Sorry it has taken me so long to tell all of you who were so kind to give me support some weeks ago now following an awful experience for my mum following an injection. It took until the day of her next injection to get any response from the hospital. I had no reply to my letter to the consultant before going on holiday and a call to his secretary meant just leaving a message on the answering machine before going away.
What a difference when we turned up at the hospital! I had tried several times without success to call the doctor who left a message on my answering machine and could not even get a reply when I was in the building, but when we announced our presence to a sister on duty, everything changed, even though the waiting room was full to bursting.
While mum was finishing her visual fields tests the doctor arrived and was waiting behind us to scoop us away to a private room to discuss my letter and, most importantly, to apologise for the horrendous treatment mum received last time and promise it would never happen again. My letter was read in full to all staff during a training session and the exemplary reactions of the senior nurse practitioner who saved the day is what they will all be striving for in the future.
The doctor who did the injection has been recommended for further training for dealing with elderly and vulnerable patients and the nurse was nowhere to be seen. I was allowed to accompany mum while she had the injection and merely had to wear a face mask. This was no problem for me and I was told I should never have been refused to stay with her. Mum was given the drops to reduce the pressure in her eye both before and after the procedure, and given extra anaesthetic.
Sadly, even with her short term memory problems, she was extremely nervous about the procedure and we have a long way to go to rebuild her confidence and get her back to the days when she used to say "It's OK, it doesn't hurt at all." It was not easy for her but the medical team this time could not have been more kind or professional – an amazing contrast to last time and hopefully what we, and others, will always experience from now on. I seriously worry for all those souls out there who suffer in silence and have no-one to speak up for them.

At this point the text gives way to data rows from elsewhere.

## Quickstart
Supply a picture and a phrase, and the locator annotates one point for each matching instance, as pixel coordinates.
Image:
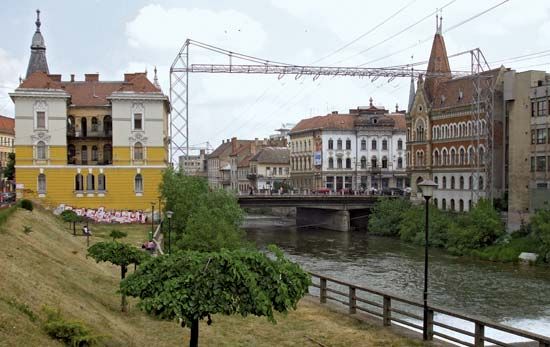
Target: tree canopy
(191, 285)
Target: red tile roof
(91, 93)
(7, 125)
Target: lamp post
(152, 220)
(169, 214)
(427, 187)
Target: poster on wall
(317, 159)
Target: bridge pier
(338, 220)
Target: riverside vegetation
(479, 232)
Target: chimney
(91, 77)
(233, 144)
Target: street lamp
(169, 214)
(427, 187)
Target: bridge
(335, 212)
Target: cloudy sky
(113, 37)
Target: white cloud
(156, 27)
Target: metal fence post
(386, 314)
(323, 290)
(479, 335)
(352, 300)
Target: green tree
(117, 234)
(540, 225)
(119, 254)
(214, 224)
(191, 286)
(9, 170)
(70, 216)
(386, 216)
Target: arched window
(42, 184)
(138, 151)
(90, 182)
(101, 182)
(84, 155)
(41, 150)
(95, 126)
(94, 153)
(107, 154)
(79, 183)
(107, 125)
(138, 183)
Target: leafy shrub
(70, 332)
(26, 204)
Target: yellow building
(91, 143)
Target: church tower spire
(37, 61)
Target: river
(511, 294)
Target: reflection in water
(513, 294)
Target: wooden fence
(391, 308)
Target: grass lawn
(48, 266)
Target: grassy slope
(48, 266)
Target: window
(95, 126)
(79, 183)
(138, 183)
(138, 151)
(138, 121)
(41, 150)
(94, 153)
(541, 136)
(101, 182)
(90, 182)
(41, 184)
(41, 120)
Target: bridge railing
(408, 313)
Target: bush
(26, 204)
(72, 333)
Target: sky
(114, 37)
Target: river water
(515, 295)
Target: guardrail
(392, 308)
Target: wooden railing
(392, 308)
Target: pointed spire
(37, 61)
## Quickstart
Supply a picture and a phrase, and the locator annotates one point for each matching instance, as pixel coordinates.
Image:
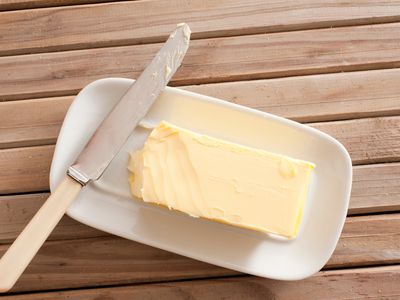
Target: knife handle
(27, 244)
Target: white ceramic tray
(107, 204)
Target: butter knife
(105, 143)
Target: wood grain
(25, 169)
(366, 240)
(105, 261)
(314, 98)
(370, 140)
(31, 123)
(29, 4)
(304, 98)
(371, 283)
(138, 22)
(375, 188)
(17, 210)
(208, 60)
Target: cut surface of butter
(211, 178)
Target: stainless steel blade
(133, 106)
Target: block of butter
(211, 178)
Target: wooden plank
(209, 60)
(29, 4)
(314, 98)
(371, 140)
(375, 188)
(127, 23)
(25, 169)
(105, 261)
(31, 123)
(371, 283)
(366, 240)
(368, 140)
(16, 211)
(304, 98)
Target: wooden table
(331, 64)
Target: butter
(210, 178)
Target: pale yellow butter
(222, 181)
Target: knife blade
(97, 154)
(133, 106)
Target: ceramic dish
(108, 205)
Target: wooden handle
(25, 247)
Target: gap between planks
(209, 61)
(139, 22)
(374, 283)
(370, 140)
(365, 241)
(306, 99)
(375, 189)
(11, 5)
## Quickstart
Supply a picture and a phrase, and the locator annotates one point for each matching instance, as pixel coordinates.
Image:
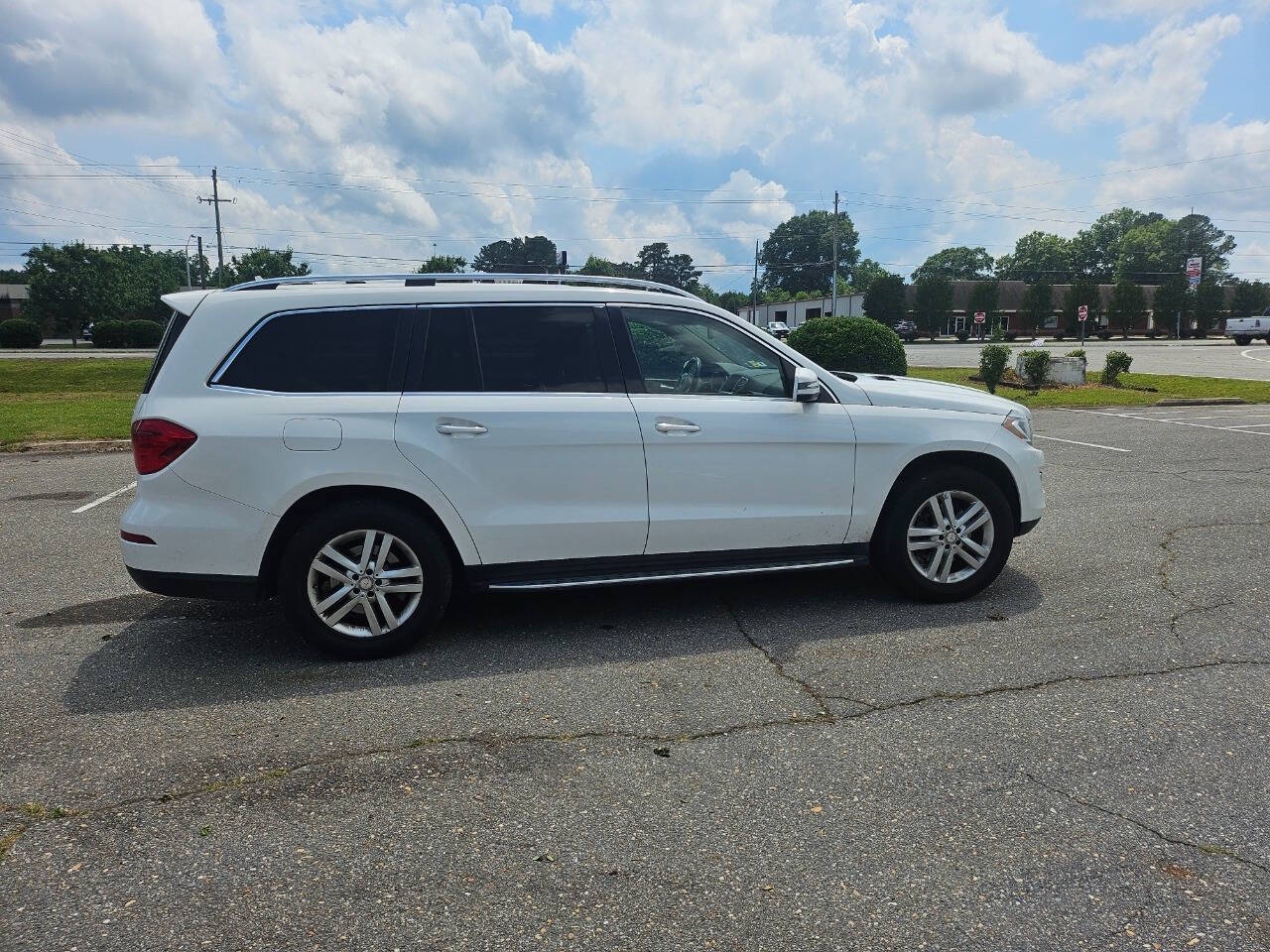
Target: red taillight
(155, 443)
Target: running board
(584, 572)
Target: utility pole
(214, 202)
(753, 290)
(833, 291)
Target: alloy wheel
(365, 583)
(951, 536)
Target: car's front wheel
(365, 579)
(947, 535)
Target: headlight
(1019, 421)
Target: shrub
(143, 333)
(19, 333)
(1035, 366)
(109, 334)
(992, 365)
(1116, 363)
(858, 344)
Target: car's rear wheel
(365, 579)
(947, 535)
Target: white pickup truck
(1245, 330)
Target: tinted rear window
(318, 352)
(176, 325)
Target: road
(1192, 358)
(1074, 760)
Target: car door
(734, 462)
(518, 414)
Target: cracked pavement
(1074, 761)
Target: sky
(370, 135)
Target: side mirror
(807, 386)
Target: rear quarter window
(353, 350)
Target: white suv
(359, 445)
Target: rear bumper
(226, 588)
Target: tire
(911, 508)
(414, 588)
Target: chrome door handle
(676, 426)
(461, 429)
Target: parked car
(1245, 330)
(358, 447)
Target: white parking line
(1080, 443)
(1165, 419)
(107, 498)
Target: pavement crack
(1039, 685)
(825, 714)
(1206, 848)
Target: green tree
(960, 263)
(443, 264)
(984, 296)
(1251, 298)
(68, 286)
(1128, 304)
(1038, 304)
(656, 263)
(1038, 257)
(603, 268)
(526, 255)
(798, 255)
(259, 263)
(884, 301)
(1096, 249)
(1171, 299)
(1209, 303)
(933, 303)
(1080, 293)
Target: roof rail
(470, 278)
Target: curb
(73, 445)
(1201, 402)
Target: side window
(449, 353)
(539, 349)
(318, 352)
(686, 353)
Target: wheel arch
(325, 497)
(985, 463)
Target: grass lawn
(1167, 386)
(73, 399)
(93, 399)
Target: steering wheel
(689, 375)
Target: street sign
(1194, 270)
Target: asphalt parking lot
(1075, 760)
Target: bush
(1035, 366)
(19, 333)
(858, 344)
(992, 365)
(143, 333)
(1116, 363)
(109, 334)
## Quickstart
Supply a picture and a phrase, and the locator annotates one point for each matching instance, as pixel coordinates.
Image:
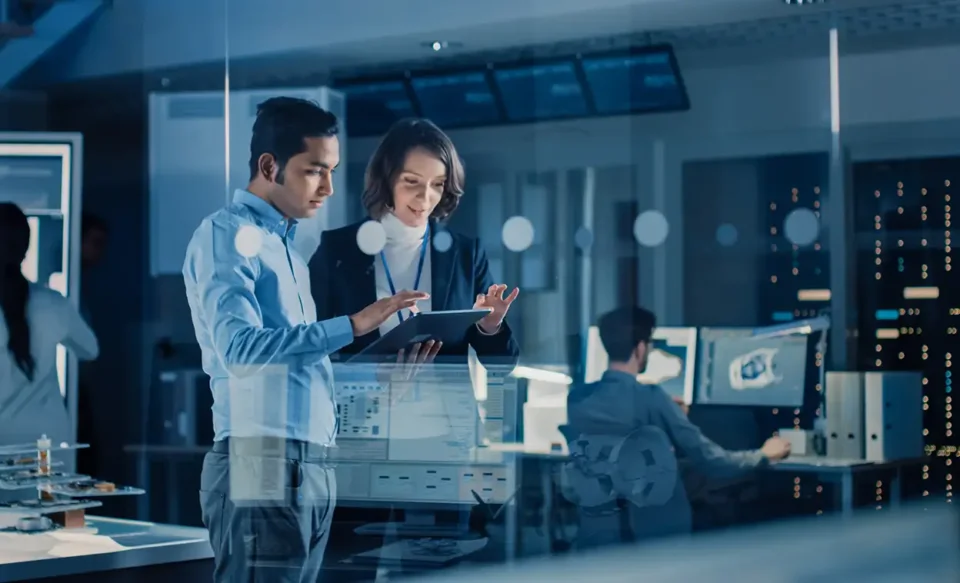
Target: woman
(413, 182)
(35, 320)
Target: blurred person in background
(35, 320)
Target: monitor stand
(415, 524)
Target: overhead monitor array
(721, 366)
(639, 80)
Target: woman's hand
(401, 375)
(498, 305)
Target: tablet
(448, 327)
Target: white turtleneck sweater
(402, 253)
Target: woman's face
(419, 187)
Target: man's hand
(775, 449)
(369, 319)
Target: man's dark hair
(92, 223)
(282, 125)
(387, 163)
(623, 329)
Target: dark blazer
(343, 283)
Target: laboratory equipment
(875, 416)
(40, 173)
(418, 444)
(738, 367)
(671, 363)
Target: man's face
(307, 180)
(93, 246)
(643, 355)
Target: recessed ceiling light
(441, 45)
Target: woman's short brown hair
(387, 163)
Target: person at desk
(413, 181)
(35, 320)
(267, 490)
(618, 406)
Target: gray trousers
(269, 518)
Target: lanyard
(416, 282)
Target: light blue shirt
(256, 323)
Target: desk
(107, 550)
(844, 472)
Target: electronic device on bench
(414, 445)
(738, 368)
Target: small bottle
(43, 455)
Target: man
(619, 406)
(267, 491)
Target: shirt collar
(270, 217)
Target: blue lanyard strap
(416, 282)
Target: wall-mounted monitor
(457, 99)
(641, 80)
(541, 91)
(372, 107)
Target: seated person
(625, 438)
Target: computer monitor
(738, 369)
(671, 363)
(418, 445)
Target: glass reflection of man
(618, 405)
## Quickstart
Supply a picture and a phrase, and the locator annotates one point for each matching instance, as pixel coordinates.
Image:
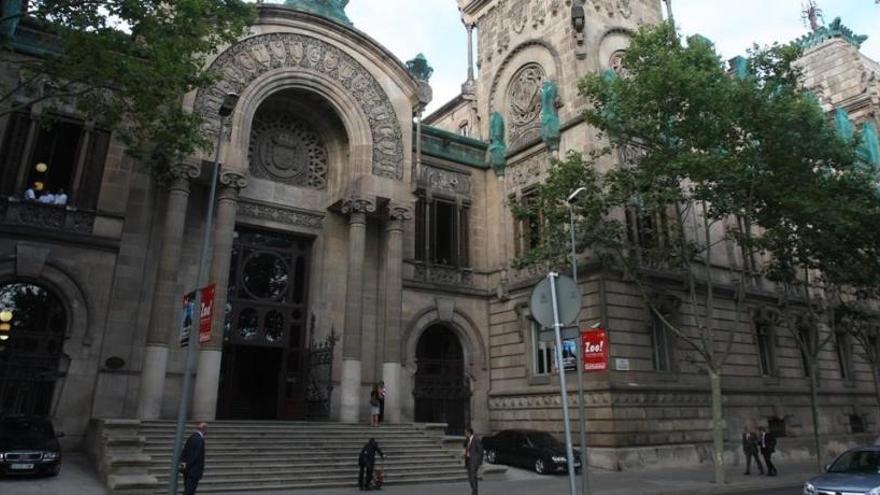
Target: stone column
(166, 299)
(356, 209)
(210, 353)
(397, 214)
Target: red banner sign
(595, 346)
(207, 313)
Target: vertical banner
(206, 314)
(595, 346)
(186, 318)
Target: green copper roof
(331, 9)
(453, 147)
(834, 30)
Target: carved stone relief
(524, 103)
(445, 181)
(244, 62)
(287, 150)
(289, 216)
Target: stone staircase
(249, 456)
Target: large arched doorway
(441, 392)
(32, 326)
(264, 353)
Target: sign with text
(595, 346)
(206, 314)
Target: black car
(529, 449)
(29, 446)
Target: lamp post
(585, 459)
(226, 109)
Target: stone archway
(441, 390)
(33, 321)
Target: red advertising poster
(206, 314)
(595, 345)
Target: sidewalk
(682, 481)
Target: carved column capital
(358, 205)
(397, 214)
(233, 179)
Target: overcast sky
(433, 27)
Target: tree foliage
(123, 64)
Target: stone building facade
(352, 245)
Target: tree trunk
(717, 427)
(814, 408)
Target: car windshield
(857, 461)
(25, 429)
(542, 440)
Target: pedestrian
(473, 457)
(374, 406)
(366, 461)
(750, 449)
(767, 442)
(381, 402)
(192, 459)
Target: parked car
(29, 446)
(529, 449)
(856, 471)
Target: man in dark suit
(750, 449)
(767, 442)
(473, 457)
(366, 462)
(192, 459)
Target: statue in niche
(550, 128)
(496, 155)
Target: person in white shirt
(61, 198)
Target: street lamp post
(226, 109)
(585, 459)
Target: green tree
(123, 63)
(708, 160)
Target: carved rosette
(246, 61)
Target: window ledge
(46, 217)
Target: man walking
(767, 442)
(192, 459)
(473, 457)
(366, 461)
(750, 449)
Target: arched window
(32, 329)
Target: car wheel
(540, 468)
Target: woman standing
(374, 406)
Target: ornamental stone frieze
(289, 216)
(353, 206)
(246, 61)
(445, 181)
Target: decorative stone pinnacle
(834, 30)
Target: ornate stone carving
(246, 61)
(524, 103)
(233, 180)
(287, 150)
(444, 275)
(518, 15)
(358, 205)
(289, 216)
(446, 181)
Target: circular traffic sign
(568, 298)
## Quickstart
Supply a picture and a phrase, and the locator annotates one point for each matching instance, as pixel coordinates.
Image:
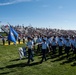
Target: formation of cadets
(52, 44)
(49, 44)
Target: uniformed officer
(67, 47)
(29, 45)
(60, 45)
(44, 48)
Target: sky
(59, 14)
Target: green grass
(11, 65)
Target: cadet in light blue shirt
(30, 47)
(44, 48)
(60, 45)
(67, 47)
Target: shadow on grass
(68, 61)
(20, 65)
(59, 58)
(18, 59)
(4, 73)
(74, 64)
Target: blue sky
(60, 14)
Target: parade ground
(10, 64)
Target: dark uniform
(30, 46)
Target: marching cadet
(24, 39)
(53, 45)
(67, 47)
(39, 40)
(60, 45)
(74, 49)
(29, 45)
(44, 48)
(19, 39)
(3, 40)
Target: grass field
(11, 65)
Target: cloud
(60, 7)
(9, 2)
(45, 6)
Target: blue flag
(14, 32)
(11, 36)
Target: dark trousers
(67, 49)
(3, 42)
(39, 48)
(60, 50)
(54, 49)
(30, 55)
(43, 54)
(23, 40)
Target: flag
(11, 36)
(14, 32)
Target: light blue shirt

It was entirely accepted that more needs to be done to reduce the waiting times at the hospital appointments and the good news is that the treatment may become available in mobile units travelling around the county, which will reduce long journey times for patients.
So thank you again for giving me the courage to stand up for mum and for your support. My advice to anyone who feels they need more information, or advice, or to praise staff, or to complain is to go ahead and state your case. I have specifically suggested they start to follow this community and learn more about how the treatment affects people in different parts of the country.
Special thanks to the Macular Society for their constant monitoring of this site and the guidance they give to patients, their loved ones, and the medical teams looking for ways to improve the treatment for wet AMD. Good to see from the recent TV news that a real cure might be on it's way.